198.
Un hurlement résonne dans la nuit. Des corbeaux effrayés décollent dans un grand bruit d’ailes. Tous les Rédemptionais accourent dans la hutte de Cassandre. La jeune fille semble en état de choc. Sa bouche s’ouvre à peine, elle parle aussi vite que ses lèvres le lui permettent.
— Je vois… je vois… Je vois l’Arbre Bleu. Sa plus grosse branche est très grosse. Il y a une feuille…
Cassandre se met à grimacer.
— Qu’est-ce qu’il y a ?
— La… peste.
— Quoi la peste ?
— Ce n’est pas n’importe quelle bombe. Elle n’explose pas. Elle répand du poison. La peste.
— Une attaque bactériologique ! s’exclame Orlando. La Princesse doit parler d’une bombe qui déclenche une épidémie.
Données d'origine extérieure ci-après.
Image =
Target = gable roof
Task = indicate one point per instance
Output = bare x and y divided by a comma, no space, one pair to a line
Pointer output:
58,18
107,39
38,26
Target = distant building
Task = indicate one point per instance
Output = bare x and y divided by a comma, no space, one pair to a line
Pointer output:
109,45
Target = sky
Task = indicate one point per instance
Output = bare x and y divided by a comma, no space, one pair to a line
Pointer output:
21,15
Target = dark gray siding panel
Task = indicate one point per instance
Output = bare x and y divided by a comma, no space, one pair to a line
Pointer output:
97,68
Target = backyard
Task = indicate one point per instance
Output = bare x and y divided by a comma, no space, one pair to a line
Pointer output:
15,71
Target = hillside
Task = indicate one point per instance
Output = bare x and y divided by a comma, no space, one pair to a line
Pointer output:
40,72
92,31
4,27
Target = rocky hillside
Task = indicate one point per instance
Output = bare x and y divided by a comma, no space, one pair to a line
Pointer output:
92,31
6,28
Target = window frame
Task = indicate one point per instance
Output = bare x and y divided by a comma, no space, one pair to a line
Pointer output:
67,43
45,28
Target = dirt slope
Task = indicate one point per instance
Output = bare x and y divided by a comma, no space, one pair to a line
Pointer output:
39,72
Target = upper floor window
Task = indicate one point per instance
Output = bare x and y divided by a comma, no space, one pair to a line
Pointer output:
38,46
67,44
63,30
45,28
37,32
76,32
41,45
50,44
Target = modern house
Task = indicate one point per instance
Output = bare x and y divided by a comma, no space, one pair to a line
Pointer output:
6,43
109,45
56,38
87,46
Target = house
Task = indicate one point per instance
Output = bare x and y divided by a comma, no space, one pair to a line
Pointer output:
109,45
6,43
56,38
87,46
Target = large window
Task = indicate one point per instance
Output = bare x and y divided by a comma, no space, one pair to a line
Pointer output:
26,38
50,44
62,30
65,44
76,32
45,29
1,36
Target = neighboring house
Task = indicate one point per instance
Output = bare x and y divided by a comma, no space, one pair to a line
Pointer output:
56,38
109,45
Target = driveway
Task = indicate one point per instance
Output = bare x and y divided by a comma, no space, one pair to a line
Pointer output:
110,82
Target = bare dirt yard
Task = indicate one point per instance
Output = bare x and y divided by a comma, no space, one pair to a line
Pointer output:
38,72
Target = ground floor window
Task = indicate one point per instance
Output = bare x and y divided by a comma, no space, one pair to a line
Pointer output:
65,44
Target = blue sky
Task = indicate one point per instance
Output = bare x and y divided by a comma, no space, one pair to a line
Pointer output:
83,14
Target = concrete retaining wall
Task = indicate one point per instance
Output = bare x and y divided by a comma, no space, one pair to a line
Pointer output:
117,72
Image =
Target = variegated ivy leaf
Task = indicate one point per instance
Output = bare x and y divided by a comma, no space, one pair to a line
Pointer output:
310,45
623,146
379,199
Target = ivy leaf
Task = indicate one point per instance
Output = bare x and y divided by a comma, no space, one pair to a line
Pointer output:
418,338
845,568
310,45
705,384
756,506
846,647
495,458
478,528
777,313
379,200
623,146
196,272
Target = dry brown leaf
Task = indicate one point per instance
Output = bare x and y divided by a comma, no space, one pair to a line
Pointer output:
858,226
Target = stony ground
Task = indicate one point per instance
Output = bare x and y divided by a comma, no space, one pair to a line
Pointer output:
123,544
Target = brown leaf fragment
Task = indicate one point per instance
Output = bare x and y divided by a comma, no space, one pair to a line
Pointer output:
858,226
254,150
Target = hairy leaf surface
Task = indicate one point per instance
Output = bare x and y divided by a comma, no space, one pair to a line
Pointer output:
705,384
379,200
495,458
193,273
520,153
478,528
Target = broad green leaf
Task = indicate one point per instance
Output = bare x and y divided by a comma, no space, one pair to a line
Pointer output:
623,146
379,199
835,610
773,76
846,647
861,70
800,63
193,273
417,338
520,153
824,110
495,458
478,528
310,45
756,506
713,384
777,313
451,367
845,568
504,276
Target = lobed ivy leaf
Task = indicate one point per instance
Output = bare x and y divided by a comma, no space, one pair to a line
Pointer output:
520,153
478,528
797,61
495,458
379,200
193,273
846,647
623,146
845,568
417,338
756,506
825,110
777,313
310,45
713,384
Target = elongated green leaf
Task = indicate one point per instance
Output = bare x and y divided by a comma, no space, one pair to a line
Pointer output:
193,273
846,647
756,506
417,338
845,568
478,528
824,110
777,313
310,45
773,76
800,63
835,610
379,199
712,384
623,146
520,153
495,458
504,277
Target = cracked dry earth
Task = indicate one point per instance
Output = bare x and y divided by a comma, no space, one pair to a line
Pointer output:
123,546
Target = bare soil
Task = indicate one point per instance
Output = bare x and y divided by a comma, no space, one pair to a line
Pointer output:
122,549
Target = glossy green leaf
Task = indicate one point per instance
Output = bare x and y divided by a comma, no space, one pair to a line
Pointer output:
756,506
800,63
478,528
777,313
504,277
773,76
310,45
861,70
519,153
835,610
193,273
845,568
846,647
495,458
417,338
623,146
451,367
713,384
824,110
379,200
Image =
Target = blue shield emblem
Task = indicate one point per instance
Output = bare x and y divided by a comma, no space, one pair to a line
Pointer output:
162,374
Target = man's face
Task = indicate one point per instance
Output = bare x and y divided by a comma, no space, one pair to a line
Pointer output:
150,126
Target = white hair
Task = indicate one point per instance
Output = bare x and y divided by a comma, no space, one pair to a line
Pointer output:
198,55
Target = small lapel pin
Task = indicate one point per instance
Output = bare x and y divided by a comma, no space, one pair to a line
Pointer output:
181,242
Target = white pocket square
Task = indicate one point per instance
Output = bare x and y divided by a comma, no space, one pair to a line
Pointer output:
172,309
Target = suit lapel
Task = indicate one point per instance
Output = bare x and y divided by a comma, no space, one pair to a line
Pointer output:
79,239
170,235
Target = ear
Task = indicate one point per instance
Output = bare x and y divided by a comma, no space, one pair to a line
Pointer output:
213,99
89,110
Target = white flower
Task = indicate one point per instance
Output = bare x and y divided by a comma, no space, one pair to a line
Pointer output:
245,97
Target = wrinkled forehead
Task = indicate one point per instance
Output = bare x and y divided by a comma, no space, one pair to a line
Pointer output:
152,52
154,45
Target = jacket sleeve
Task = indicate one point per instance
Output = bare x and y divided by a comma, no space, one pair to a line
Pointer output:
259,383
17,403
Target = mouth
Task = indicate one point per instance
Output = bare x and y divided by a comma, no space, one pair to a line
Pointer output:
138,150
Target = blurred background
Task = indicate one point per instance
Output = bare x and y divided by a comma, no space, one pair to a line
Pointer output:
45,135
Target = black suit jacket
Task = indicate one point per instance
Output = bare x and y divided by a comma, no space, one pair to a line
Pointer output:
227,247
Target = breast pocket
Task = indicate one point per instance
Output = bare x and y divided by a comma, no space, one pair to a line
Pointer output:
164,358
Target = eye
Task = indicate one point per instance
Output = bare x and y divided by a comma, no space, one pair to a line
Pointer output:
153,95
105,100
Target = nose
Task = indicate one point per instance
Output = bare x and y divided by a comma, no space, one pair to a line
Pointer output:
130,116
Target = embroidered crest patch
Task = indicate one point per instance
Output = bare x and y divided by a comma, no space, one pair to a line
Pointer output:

Comme pour aller dans son sens, la jeune fille continue, haletante :
— Je vois l’engin répandre du poison. Les rats l’avalent. Ils transmettent la peste. Tout se déroule… dans un endroit fermé. Il n’y a personne. Beaucoup d’eau. Des bassins remplis d’eau. Un homme pénètre dans les bassins et attache une bombe. Une bombe avec un produit vert qui va répandre la peste, annonce Cassandre les yeux toujours écarquillés. Par les rats.
— Quelle heure, quel jour, quel endroit ? débite Fetnat, méthodique.
Cassandre fronce les sourcils.
— Des bassins d’eau. Comme de grandes piscines. Des bassins énormes. Je ne vois pas l’heure… Un homme en noir avance. Il porte une grosse montre. Je vois le cadran. 23 heures. Je vois aussi une date : le 31 mars.
— Le 31 ? C’est demain !
— Attendez, attendez, on se calme, intervient Esméralda. De quoi on parle ? Ça n’existe plus, la peste ! Ni la peste, ni le choléra, ni la lèpre. Je ne suis pas médecin, mais il me semble qu’on a inventé les vaccins, les antibiotiques, et que du coup ces épidémies ont été éradiquées. Peut-être que la Princesse se goure complètement, pour une fois.
Fetnat crache par terre.
— Le choléra ravage le Zimbabwe et rien ne l’arrête, que je sache. Ils ont déjà douze mille morts.
Orlando précise :
— Justement, vu que ces épidémies sont censées avoir disparu, nos défenses naturelles sont nulles.
— Il suffira de fabriquer les médicaments pour ça, dit Esméralda.
Orlando continue de réfléchir par rapport à ce qu’il connaît des armes bactériologiques modernes.
— À moins qu’ils aient mis au point une nouvelle souche de peste résistante. Comme certaines grippes.
Cassandre répète :
— Ils vont utiliser la peste pour renverser le monde moderne. La peste et les rats. Comme avant.
Kim reste songeur.
— Une maladie du Moyen Âge apportée par des gens qui veulent que le monde retourne au Moyen Âge…
— Il suffira d’exterminer tous les rats, propose Esméralda.
— Tu parles, rien qu’à Paris il y a deux fois plus de rats que d’habitants, et ils s’adaptent à n’importe quel poison. Ils deviennent résistants à tout, rétorque Orlando.
— Il a raison, tout Paris est posé sur un matelas de rats. S’ils transmettent une épidémie, rien ne pourra l’arrêter, déclare sombrement Kim.